Applied Cryptography Project
Patrick Whitsell ([email protected])
Casey McGinely ([email protected])
Fernando Maymi ([email protected])
- Given a set of known plaintexts and a ciphertext, can we determine which plaintext was encrypted? (known plaintext attack)
- Given a set of random ciphertexts, can we reliably decrypt to the plaintext? (known ciphertext attack)
The encryption algorithm for both tasks is known beforehand. Can we find a suffiecient vulnerability in the scheme, such that we can decrypt ciphertexts on demand?
- Ciphertexts are 500 characters each
- Whitespace is unencrypted. Ciphertext whitespace == plaintext whitespace.
- Sets of plaintexts are known
- Compare number of words (Majority of plaintexts fail here)
- Compare lengths of words
- For each known plaintext, create key mapping letter-by-letter until a contradiciton is found or the entire key mapping is complete. (Almost all plaintext are already eliminated)
A little bit of quick statistics will show us that the most likely length (eight) consists of about 1/5 of words in the provided word list. Assuming the plaintext is five words (L = 40, much less than the L=500 in the actual problem) we find that we have a 1/3125 chance of getting a plaintext that consists of five eight-letter words. (It is important to note that this is the most likely result since eight-letter words are independently the most likely word length and the plaintext is randomly selected.) This means that the chance of any random, five word ciphertext matching an unrelated plaintext in word length pattern is no more than 0.032%. This means very few ciphertexts will progress to the attempted key mapping stage. This makes the approach very efficient, since it quickly eliminates possible plaintexts with use of only integer comparisons and counting. Furthermore, the longer the ciphertext the larger the plaintext space needs to be to render this approach insufficient on its own.
In general with this strategy, plaintexts with larger lengths is an easier problem than shorter plaintext lengths because of the lower probability of progressing to the key mapping stage. Likewise, a smaller set of plaintexts is an easier task than larger plaintext sets because less plaintexts will progress to the key mapping stage.
- Ciphertexts are 500 characters each
- Whitespace is unencrypted. Ciphertext whitespace == plaintext whitespace.
- Sets of plaintexts are unknown
- Depth first search of an undirected acyclic graph, continuously pruned into a linked list as the search progresses.

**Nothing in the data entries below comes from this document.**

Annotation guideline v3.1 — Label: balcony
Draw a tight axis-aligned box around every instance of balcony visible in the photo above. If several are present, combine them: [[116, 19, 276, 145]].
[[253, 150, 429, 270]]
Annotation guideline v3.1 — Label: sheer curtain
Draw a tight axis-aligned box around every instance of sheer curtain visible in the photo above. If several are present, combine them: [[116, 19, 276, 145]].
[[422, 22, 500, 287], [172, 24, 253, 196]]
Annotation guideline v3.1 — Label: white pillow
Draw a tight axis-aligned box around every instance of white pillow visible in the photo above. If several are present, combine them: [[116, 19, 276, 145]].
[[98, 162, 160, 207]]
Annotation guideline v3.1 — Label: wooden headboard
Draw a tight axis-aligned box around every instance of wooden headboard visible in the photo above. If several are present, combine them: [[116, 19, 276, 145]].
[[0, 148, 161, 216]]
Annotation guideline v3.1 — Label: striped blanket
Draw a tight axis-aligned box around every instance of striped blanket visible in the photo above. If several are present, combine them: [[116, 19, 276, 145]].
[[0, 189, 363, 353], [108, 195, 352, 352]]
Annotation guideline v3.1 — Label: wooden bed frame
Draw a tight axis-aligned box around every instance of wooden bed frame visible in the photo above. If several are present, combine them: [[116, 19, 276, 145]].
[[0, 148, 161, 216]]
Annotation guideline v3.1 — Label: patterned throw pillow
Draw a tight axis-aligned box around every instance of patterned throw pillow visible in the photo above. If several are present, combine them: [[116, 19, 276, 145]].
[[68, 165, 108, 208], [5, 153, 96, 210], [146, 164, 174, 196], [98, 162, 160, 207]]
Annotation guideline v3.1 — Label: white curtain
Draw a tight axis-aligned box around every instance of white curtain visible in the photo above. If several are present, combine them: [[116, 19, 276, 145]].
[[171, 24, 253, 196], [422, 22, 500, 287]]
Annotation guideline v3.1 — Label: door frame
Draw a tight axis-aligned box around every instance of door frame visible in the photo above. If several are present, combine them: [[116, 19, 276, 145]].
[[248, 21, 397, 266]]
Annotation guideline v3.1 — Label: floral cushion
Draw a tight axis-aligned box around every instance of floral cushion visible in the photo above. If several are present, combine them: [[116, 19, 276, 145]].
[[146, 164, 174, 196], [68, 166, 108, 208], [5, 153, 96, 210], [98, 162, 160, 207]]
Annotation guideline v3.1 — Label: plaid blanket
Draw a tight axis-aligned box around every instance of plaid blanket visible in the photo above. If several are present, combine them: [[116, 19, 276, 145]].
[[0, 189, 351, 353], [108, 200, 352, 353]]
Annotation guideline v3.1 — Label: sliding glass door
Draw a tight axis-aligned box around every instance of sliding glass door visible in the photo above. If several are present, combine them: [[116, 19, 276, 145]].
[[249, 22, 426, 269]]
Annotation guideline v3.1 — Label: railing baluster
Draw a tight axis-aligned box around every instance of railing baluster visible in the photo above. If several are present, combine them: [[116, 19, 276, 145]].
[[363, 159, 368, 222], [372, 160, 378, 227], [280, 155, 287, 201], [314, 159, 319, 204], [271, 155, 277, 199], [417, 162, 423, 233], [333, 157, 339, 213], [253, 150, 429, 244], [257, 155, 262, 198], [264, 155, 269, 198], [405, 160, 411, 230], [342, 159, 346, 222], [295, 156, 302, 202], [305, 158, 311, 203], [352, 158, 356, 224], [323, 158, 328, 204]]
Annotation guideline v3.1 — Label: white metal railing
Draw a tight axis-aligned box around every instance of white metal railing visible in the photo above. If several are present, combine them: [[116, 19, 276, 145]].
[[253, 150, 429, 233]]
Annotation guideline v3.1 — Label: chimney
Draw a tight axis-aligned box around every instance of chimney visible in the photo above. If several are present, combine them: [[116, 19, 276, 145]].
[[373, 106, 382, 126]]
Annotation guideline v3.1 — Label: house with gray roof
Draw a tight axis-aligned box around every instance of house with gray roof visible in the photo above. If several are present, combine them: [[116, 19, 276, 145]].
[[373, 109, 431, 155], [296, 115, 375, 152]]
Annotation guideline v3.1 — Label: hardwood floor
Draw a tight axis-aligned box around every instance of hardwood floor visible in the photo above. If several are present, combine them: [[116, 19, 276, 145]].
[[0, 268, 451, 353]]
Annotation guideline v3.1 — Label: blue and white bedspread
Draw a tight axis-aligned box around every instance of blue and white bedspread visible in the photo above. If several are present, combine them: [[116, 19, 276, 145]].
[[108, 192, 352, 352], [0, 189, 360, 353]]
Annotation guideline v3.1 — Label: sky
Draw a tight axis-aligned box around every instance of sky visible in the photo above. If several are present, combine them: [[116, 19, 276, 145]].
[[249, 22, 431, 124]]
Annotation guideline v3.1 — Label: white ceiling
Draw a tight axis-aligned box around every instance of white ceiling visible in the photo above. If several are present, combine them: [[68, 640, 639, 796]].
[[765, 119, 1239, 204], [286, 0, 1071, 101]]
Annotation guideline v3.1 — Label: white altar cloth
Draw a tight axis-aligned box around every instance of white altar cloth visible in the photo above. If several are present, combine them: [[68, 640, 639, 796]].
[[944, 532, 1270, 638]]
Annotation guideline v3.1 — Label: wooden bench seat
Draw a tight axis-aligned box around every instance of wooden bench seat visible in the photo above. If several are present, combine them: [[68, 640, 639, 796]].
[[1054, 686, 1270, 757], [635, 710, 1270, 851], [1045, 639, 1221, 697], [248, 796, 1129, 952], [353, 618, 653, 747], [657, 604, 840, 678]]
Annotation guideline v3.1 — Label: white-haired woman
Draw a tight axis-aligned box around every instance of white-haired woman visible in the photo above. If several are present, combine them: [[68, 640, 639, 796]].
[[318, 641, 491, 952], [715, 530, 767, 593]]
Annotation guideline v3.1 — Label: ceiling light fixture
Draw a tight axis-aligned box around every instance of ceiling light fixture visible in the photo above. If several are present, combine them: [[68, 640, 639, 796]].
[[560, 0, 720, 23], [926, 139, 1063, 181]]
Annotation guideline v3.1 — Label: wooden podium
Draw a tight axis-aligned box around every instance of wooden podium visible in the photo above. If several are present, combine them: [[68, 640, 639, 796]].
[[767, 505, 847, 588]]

- Dictionary of english words sorted int 'buckets' by length. Word 'buckets' sorted by agrigate letter frequency
- Longest words are guessed first. In general, fewer longer words are in the dictionary. Also longer words fill up more key mappings, reducing the next guess space more quickly.
A resonable decryption speed was acheived most of the time. Problem arose if there were no 'long' words to guess first. The longest word, which was actually fairly short, would be guessed first, fill in small key mapping, and would take a very long time to brute force the word space.
Another issue was that the program would mistakenly decrypt very short words. This was happening because the key mapping coincidentally would not create a contradiction before the whole plaintext was guessed. Example: 'red' was guessed instead of 'req'. In this example our letter frequency sorting strategy was working against us.
Despite a few problems, this strategy was very successful. In testing our program was able decrypt 94.5% of the ciphertexts' letters correctly.